Experimental conditions and procedure

Typical conditions
The optimal conditions for TMM cycloadditions depend on both the TMM source and two-atom component. However, a few general principles for each of the TMM sources have emerged.

Reactions of diazenes should employ degassed solvents to avoid radical reactions with oxygen. Tetrahydrofuran (THF) at reflux is the most commonly employed solvent system, but photodissociation conditions at low temperature may also be used.

Reactions employing polar MCPs are usually carried out in a polar solvent to facilitate formation of the TMM intermediate. Although rigorous exclusion of air and water is not required, it is generally preferred.

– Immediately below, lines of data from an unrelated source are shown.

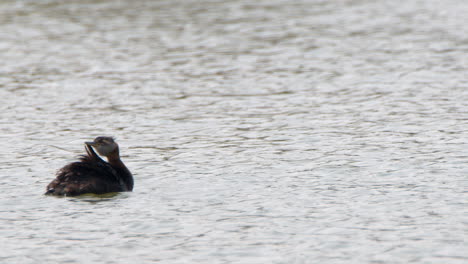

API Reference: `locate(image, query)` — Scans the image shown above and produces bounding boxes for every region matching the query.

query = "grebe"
[45,137,133,196]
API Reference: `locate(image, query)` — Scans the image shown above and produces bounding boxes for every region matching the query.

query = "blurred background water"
[0,0,468,263]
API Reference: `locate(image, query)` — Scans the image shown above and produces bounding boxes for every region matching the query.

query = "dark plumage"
[45,137,133,196]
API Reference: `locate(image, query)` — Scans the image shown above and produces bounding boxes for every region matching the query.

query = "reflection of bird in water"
[45,137,133,196]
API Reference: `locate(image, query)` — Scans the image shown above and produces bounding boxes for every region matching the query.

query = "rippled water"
[0,0,468,263]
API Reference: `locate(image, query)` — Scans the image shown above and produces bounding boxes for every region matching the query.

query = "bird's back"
[45,156,126,196]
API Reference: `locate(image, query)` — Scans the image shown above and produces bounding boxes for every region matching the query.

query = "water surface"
[0,0,468,263]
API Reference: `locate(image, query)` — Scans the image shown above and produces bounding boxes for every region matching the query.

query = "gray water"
[0,0,468,263]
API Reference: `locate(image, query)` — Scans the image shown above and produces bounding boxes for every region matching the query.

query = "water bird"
[45,137,133,196]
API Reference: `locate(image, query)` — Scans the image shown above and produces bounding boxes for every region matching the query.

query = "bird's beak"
[85,141,96,147]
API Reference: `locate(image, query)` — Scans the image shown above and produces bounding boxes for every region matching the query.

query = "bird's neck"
[106,148,125,167]
[107,148,133,191]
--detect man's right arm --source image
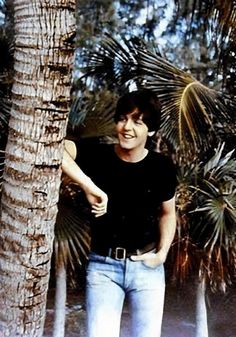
[62,140,108,217]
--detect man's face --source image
[116,109,148,150]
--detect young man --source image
[62,90,176,337]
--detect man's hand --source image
[85,184,108,218]
[130,250,167,268]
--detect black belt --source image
[92,242,156,260]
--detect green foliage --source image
[173,144,236,291]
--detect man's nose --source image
[124,119,132,130]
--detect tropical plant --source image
[172,0,236,90]
[76,37,235,337]
[52,176,90,337]
[86,36,235,160]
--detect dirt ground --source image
[43,285,236,337]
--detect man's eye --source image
[119,116,126,122]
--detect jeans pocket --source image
[141,259,162,269]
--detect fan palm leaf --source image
[135,43,234,153]
[54,176,90,271]
[84,36,236,156]
[191,145,236,289]
[176,0,236,73]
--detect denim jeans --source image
[86,253,165,337]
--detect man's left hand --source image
[130,250,167,268]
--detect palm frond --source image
[54,176,90,271]
[135,44,234,152]
[83,34,137,90]
[84,36,235,156]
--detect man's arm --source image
[62,140,108,217]
[131,197,176,267]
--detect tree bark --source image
[195,278,208,337]
[0,0,75,337]
[53,263,67,337]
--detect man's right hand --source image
[85,184,108,218]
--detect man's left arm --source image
[156,197,176,263]
[131,197,176,267]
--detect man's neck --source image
[115,144,148,163]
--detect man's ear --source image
[148,131,155,137]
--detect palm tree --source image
[78,37,235,337]
[53,176,90,337]
[172,144,236,337]
[0,0,75,336]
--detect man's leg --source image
[129,261,165,337]
[86,254,125,337]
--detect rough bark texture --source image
[0,0,75,337]
[195,278,208,337]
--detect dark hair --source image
[114,89,161,131]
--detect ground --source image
[43,285,236,337]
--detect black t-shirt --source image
[76,143,176,250]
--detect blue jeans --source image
[86,253,165,337]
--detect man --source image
[62,90,176,337]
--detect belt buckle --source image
[115,247,126,261]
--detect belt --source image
[93,242,156,260]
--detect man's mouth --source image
[122,133,134,139]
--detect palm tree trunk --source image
[53,263,66,337]
[195,278,208,337]
[0,0,75,337]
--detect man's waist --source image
[92,242,156,260]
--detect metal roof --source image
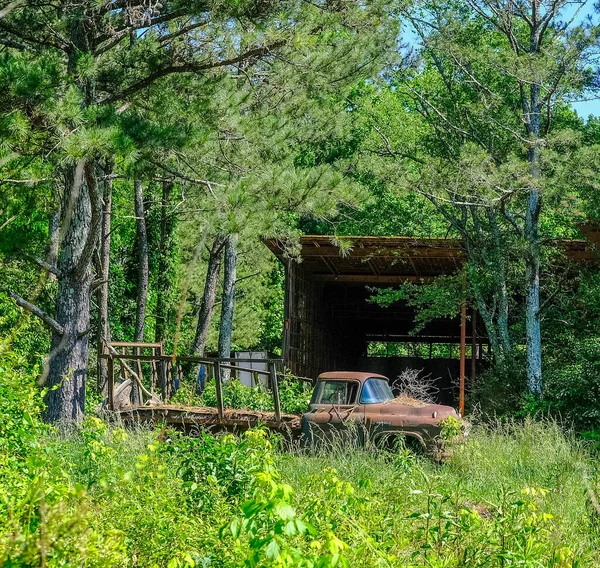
[263,235,597,285]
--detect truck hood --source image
[365,399,458,422]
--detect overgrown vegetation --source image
[0,362,600,568]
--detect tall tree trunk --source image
[46,160,101,423]
[98,162,113,395]
[131,178,149,406]
[192,235,226,357]
[154,181,174,343]
[523,17,542,396]
[219,235,238,381]
[525,142,543,396]
[487,209,513,366]
[46,210,60,280]
[133,178,148,341]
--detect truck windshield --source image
[360,378,394,404]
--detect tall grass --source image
[0,410,600,568]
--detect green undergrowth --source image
[0,360,600,568]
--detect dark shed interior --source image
[264,236,600,403]
[265,236,487,403]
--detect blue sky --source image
[564,0,600,118]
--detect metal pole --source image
[215,361,223,420]
[471,308,477,388]
[269,361,281,423]
[458,303,467,416]
[106,356,115,410]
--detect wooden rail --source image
[99,342,313,424]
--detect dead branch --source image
[20,250,61,277]
[8,292,65,335]
[104,340,155,398]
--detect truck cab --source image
[302,371,458,453]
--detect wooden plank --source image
[109,341,162,348]
[300,245,464,260]
[269,363,281,423]
[471,308,477,388]
[312,274,434,284]
[458,303,467,416]
[215,361,223,420]
[106,357,115,410]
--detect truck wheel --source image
[378,434,425,455]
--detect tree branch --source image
[8,292,65,335]
[0,0,25,20]
[100,40,285,104]
[77,162,101,275]
[20,250,60,277]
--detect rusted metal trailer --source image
[99,342,304,438]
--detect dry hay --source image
[388,394,430,407]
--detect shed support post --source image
[269,361,281,424]
[106,355,115,410]
[471,308,477,387]
[458,303,467,416]
[215,361,223,422]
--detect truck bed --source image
[116,404,300,436]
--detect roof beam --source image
[312,274,433,286]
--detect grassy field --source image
[0,418,600,568]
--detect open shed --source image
[264,235,596,403]
[265,236,487,402]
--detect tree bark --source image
[522,12,543,396]
[45,160,100,423]
[133,178,148,341]
[192,235,226,357]
[154,181,174,343]
[219,235,238,381]
[97,163,113,395]
[46,211,60,281]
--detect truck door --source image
[310,380,364,444]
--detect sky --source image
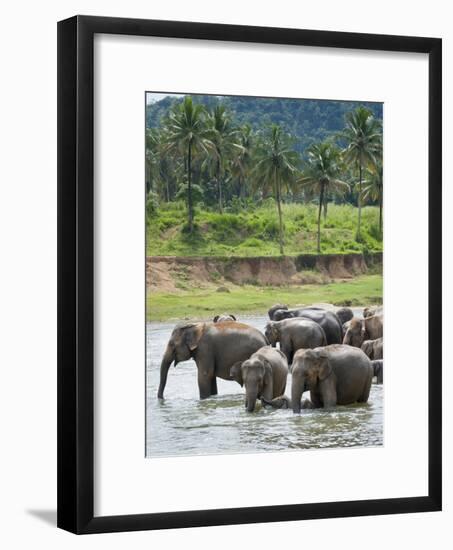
[146,92,183,105]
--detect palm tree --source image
[145,128,160,197]
[299,142,349,254]
[255,124,299,255]
[362,160,383,234]
[231,124,254,199]
[341,106,382,240]
[207,105,237,213]
[166,96,213,233]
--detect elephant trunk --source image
[245,388,258,412]
[157,346,174,399]
[291,375,305,414]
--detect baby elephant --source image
[371,359,384,384]
[291,344,373,413]
[361,338,383,359]
[264,318,327,364]
[230,346,288,412]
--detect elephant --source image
[274,307,343,344]
[267,304,288,321]
[335,307,354,325]
[230,346,288,412]
[343,317,367,348]
[157,321,268,399]
[361,338,383,359]
[363,313,384,340]
[363,306,384,319]
[212,313,237,323]
[291,344,373,413]
[371,359,384,384]
[264,318,327,365]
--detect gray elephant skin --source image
[291,344,373,413]
[343,313,384,348]
[361,338,384,359]
[335,307,354,325]
[371,359,384,384]
[157,321,268,399]
[269,306,343,344]
[212,313,237,323]
[264,318,327,364]
[230,346,288,412]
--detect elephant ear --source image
[230,361,244,387]
[184,323,204,351]
[318,354,332,381]
[263,359,274,399]
[263,359,272,384]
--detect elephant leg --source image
[211,376,218,395]
[280,338,294,365]
[319,376,337,409]
[261,395,292,409]
[310,388,323,409]
[197,363,217,399]
[357,367,374,403]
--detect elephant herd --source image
[158,304,384,413]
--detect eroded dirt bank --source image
[146,253,382,292]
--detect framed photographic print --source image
[58,16,442,534]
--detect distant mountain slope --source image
[146,95,382,151]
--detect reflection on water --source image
[146,316,383,457]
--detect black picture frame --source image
[58,16,442,534]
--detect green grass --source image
[147,275,382,321]
[147,199,382,256]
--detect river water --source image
[146,316,384,457]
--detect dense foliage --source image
[146,96,382,255]
[147,202,382,257]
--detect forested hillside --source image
[146,95,382,152]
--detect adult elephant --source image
[363,306,384,319]
[157,321,268,399]
[267,304,288,321]
[291,344,373,413]
[264,317,327,364]
[371,359,384,384]
[363,313,384,340]
[230,346,288,412]
[212,313,237,323]
[343,317,367,348]
[361,338,383,359]
[274,307,343,344]
[335,307,354,325]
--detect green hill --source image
[147,203,382,257]
[146,95,382,151]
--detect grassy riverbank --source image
[147,275,382,321]
[146,203,382,257]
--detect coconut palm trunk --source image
[216,159,223,214]
[357,158,362,241]
[275,174,284,256]
[187,141,193,233]
[317,185,324,254]
[379,188,383,235]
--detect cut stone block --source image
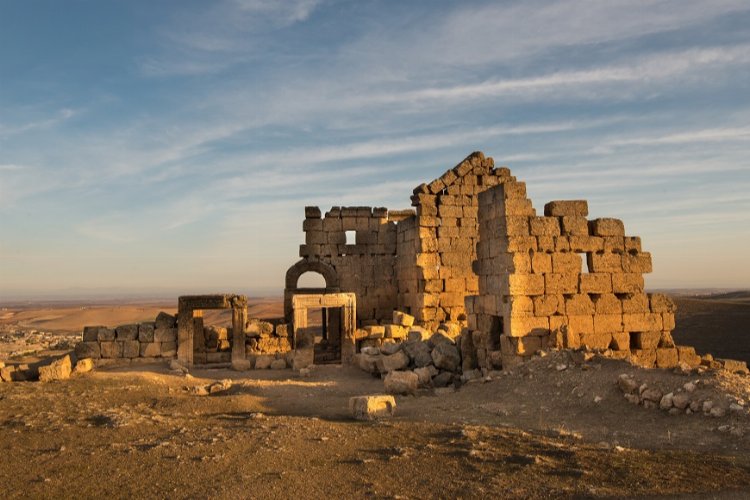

For transition-metal catalyzed MCP reactions, the choice of catalyst and ligand system is key. Generally, phosphine or phosphite ligands are required in conjunction with a palladium(0) or nickel(0) source; the most common are Pd2(dba)3 and Ni(cod)2. Tri(isopropyl)phosphine is the most common ligand used with palladium, and triarylphosphites are usually added in nickel-catalyzed reactions.

For transition-metal catalyzed reactions of silylated allylic acetates, the most commonly used catalyst system is palladium(II) acetate and tri(isopropyl)phosphite. Reactions are usually carried out in THF at temperatures ranging from 60 to 110 °C. The choice of solvent or leaving group may affect the course of the reaction.